Ce qu’il attend de la vie ? Pas grand-chose, confie Amine. Premier à avoir quitté le domicile familial, il a été contraint d’y retourner il y a deux mois. Non pas par manque d’argent mais par « obligation ». Ses frères et sœurs ont quitté le nid pour se marier, laissant sa mère seule. Impensable. Dans les sociétés arabo-musulmanes, les enfants n’abandonnent par leurs parents. Même grabataires. Un sacrifice qu’Amine est prêt à assumer, quitte à mettre sa propre vie de côté. « Tant que ma mère est vivante, je suis obligé de rester avec elle. Si jamais je ne meurs pas avant elle, le jour où elle partira, je partirai d’ici. J’irai n’importe où. J’ai envie de ne connaître plus personne. Ça peut paraître triste mais mon rêve, c’est de vivre à la Robinson Crusoé. Seul avec la nature. »
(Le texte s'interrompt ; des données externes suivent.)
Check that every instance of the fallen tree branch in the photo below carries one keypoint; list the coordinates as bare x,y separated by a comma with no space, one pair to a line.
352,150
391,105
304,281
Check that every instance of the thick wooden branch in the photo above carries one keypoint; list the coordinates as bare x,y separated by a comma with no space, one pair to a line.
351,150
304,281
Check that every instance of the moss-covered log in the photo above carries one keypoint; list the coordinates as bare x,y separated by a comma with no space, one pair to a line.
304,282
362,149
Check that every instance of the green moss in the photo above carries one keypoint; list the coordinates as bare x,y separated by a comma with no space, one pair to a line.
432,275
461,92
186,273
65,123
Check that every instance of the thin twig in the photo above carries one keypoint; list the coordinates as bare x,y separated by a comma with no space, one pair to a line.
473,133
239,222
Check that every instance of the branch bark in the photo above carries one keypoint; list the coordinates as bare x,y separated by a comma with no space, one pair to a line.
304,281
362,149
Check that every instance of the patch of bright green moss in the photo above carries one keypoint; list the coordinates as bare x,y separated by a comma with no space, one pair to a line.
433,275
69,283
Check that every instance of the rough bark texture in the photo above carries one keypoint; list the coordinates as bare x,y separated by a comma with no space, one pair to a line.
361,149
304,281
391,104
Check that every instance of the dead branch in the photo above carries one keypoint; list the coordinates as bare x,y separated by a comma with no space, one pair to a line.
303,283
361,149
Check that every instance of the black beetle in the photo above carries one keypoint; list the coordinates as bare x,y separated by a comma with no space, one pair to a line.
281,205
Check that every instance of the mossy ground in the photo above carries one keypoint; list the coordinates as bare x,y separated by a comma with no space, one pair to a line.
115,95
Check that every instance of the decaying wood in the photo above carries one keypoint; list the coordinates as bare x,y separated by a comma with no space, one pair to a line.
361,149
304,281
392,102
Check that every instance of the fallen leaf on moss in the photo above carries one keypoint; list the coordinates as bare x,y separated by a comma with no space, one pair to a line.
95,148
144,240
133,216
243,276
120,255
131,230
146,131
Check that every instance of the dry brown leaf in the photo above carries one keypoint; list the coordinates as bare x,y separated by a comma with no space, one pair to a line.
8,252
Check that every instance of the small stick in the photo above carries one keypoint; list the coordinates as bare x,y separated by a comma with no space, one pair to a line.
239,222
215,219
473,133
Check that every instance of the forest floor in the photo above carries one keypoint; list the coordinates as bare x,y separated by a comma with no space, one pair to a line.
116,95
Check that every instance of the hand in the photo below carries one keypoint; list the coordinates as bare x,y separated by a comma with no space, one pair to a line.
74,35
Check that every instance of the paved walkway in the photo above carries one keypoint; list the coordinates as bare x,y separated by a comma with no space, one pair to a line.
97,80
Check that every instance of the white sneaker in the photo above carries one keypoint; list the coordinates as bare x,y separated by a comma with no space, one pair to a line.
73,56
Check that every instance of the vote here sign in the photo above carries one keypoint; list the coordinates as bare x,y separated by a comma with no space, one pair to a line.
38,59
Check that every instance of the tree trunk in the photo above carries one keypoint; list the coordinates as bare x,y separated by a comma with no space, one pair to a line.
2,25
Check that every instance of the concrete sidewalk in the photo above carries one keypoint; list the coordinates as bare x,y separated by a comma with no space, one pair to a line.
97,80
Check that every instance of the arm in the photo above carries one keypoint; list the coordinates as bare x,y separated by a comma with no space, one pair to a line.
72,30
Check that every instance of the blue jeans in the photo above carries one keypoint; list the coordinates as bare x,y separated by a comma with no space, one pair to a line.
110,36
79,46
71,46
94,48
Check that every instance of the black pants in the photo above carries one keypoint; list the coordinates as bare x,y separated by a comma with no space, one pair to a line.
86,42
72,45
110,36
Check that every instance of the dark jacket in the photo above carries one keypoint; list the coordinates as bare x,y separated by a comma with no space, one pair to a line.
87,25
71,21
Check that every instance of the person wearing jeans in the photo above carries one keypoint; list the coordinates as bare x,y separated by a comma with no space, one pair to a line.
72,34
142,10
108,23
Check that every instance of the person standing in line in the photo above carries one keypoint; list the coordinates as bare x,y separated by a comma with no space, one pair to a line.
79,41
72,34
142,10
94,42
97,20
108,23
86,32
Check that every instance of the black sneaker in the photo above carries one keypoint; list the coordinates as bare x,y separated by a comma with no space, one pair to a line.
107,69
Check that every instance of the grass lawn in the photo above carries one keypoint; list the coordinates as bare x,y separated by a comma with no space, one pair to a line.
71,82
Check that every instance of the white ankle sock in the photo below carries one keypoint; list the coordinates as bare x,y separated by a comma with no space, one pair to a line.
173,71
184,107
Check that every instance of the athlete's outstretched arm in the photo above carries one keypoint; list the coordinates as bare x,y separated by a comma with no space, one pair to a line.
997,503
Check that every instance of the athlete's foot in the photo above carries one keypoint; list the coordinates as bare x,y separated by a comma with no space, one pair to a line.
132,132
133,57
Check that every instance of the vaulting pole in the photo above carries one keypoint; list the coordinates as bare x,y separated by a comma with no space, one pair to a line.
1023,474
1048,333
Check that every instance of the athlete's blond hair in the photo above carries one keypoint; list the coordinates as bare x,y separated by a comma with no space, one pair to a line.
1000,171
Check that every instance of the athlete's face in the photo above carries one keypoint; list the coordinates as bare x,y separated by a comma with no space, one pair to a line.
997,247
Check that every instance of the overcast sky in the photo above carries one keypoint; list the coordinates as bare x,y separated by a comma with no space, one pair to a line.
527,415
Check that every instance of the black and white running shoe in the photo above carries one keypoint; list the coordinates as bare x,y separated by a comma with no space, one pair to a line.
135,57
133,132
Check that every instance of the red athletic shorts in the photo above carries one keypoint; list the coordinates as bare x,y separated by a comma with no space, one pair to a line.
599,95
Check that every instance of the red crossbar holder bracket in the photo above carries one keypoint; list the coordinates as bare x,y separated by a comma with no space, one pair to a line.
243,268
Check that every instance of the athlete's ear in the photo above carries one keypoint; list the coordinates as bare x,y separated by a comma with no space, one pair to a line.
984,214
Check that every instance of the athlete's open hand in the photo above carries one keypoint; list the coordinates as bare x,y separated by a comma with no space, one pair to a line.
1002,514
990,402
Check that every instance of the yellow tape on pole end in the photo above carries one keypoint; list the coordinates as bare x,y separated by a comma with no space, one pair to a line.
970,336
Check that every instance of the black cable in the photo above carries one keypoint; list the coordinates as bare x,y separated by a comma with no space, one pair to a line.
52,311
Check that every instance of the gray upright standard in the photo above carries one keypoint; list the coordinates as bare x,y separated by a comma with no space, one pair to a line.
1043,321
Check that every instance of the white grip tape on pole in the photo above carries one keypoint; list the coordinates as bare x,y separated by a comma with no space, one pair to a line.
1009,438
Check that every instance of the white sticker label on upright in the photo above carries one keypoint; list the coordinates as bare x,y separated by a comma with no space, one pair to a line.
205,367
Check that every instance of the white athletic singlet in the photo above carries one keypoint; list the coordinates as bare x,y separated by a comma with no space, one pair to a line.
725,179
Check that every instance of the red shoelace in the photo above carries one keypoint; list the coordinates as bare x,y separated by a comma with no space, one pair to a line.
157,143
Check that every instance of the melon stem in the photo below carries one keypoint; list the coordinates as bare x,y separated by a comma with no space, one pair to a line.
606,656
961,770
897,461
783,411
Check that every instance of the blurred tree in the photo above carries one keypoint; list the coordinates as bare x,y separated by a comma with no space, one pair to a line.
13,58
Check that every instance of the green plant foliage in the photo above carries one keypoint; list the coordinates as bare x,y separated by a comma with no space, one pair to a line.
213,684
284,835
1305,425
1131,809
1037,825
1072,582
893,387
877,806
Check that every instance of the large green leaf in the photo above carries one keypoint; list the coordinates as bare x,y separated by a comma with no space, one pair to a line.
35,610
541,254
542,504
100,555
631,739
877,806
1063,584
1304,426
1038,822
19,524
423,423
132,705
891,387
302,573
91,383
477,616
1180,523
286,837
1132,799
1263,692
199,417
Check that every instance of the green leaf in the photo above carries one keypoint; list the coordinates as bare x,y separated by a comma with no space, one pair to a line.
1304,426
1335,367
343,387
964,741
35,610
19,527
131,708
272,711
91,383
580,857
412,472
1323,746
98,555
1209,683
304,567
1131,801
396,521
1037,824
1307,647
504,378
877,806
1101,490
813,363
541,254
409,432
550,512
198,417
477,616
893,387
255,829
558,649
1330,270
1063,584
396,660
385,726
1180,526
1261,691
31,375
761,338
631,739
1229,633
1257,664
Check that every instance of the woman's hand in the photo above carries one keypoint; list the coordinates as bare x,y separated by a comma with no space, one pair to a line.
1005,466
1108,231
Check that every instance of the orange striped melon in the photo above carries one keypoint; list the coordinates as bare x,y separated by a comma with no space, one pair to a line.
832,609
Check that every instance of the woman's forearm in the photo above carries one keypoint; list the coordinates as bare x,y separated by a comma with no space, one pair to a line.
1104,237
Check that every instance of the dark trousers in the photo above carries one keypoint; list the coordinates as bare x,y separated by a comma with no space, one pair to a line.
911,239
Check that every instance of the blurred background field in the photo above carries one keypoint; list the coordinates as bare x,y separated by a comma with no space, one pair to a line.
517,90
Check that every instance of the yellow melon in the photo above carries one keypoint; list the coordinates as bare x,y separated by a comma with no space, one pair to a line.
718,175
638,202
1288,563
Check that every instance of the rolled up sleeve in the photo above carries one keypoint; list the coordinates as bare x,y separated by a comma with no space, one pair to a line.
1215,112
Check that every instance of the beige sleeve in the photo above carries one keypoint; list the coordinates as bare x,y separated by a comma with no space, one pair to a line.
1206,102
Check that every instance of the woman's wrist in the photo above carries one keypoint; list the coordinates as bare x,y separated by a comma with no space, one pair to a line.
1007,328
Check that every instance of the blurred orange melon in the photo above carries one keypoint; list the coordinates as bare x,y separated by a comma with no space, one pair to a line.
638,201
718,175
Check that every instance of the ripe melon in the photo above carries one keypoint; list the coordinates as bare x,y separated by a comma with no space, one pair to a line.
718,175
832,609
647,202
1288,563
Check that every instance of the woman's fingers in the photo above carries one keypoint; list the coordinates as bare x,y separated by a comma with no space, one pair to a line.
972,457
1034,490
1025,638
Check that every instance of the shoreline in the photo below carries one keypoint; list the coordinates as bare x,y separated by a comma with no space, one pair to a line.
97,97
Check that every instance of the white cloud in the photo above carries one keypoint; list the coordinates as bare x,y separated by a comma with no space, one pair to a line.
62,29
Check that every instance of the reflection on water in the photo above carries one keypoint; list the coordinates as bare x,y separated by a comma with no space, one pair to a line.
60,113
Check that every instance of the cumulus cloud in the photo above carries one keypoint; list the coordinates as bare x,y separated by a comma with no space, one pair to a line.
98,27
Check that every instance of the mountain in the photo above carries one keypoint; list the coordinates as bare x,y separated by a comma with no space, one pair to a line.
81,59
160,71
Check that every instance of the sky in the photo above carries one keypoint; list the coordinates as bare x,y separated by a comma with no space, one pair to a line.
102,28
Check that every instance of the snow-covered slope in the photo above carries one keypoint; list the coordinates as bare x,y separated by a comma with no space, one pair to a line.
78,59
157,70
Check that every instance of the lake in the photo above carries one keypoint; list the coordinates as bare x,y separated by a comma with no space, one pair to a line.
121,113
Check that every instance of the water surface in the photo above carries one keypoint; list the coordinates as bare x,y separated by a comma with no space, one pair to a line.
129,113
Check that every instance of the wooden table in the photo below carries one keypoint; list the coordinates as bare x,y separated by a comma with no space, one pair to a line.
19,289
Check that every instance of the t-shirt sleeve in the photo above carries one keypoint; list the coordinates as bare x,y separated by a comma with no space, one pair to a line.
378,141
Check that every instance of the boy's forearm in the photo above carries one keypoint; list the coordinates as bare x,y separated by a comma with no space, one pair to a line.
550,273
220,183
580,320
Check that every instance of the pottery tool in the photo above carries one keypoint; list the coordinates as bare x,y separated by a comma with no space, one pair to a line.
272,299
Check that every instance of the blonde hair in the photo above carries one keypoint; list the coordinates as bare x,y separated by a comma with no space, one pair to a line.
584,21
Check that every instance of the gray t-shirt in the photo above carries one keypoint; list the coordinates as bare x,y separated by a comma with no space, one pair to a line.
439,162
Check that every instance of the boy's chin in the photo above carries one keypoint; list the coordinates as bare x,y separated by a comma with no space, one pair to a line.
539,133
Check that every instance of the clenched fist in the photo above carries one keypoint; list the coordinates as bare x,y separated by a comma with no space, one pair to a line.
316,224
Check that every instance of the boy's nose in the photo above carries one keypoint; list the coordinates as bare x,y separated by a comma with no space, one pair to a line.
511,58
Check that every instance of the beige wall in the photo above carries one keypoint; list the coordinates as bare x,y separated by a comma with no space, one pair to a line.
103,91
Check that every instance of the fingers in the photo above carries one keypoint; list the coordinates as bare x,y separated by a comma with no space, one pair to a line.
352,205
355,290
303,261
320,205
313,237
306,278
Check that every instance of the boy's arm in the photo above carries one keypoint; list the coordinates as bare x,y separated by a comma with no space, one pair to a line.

Smaïn, 34 ans : « Ma mère a toujours l’espoir que je me marie »

Son coming out, Smaïn l’a fait lorsqu’il avait 31 ans. « J’étais un peu acculé. Chaque année, depuis mes 20 ans, il y avait toujours un moment où quelque chose tombait entre les mains de la famille, même si je faisais attention. J’avais fait un travail sur moi-même, du coup, lors de l’énième incident, j’ai décidé d’arrêter d’essayer de me camoufler avec des bobards plus gros les uns que les autres », se souvient l’Algérois. Dans le quartier de ses parents, les voisins parlent.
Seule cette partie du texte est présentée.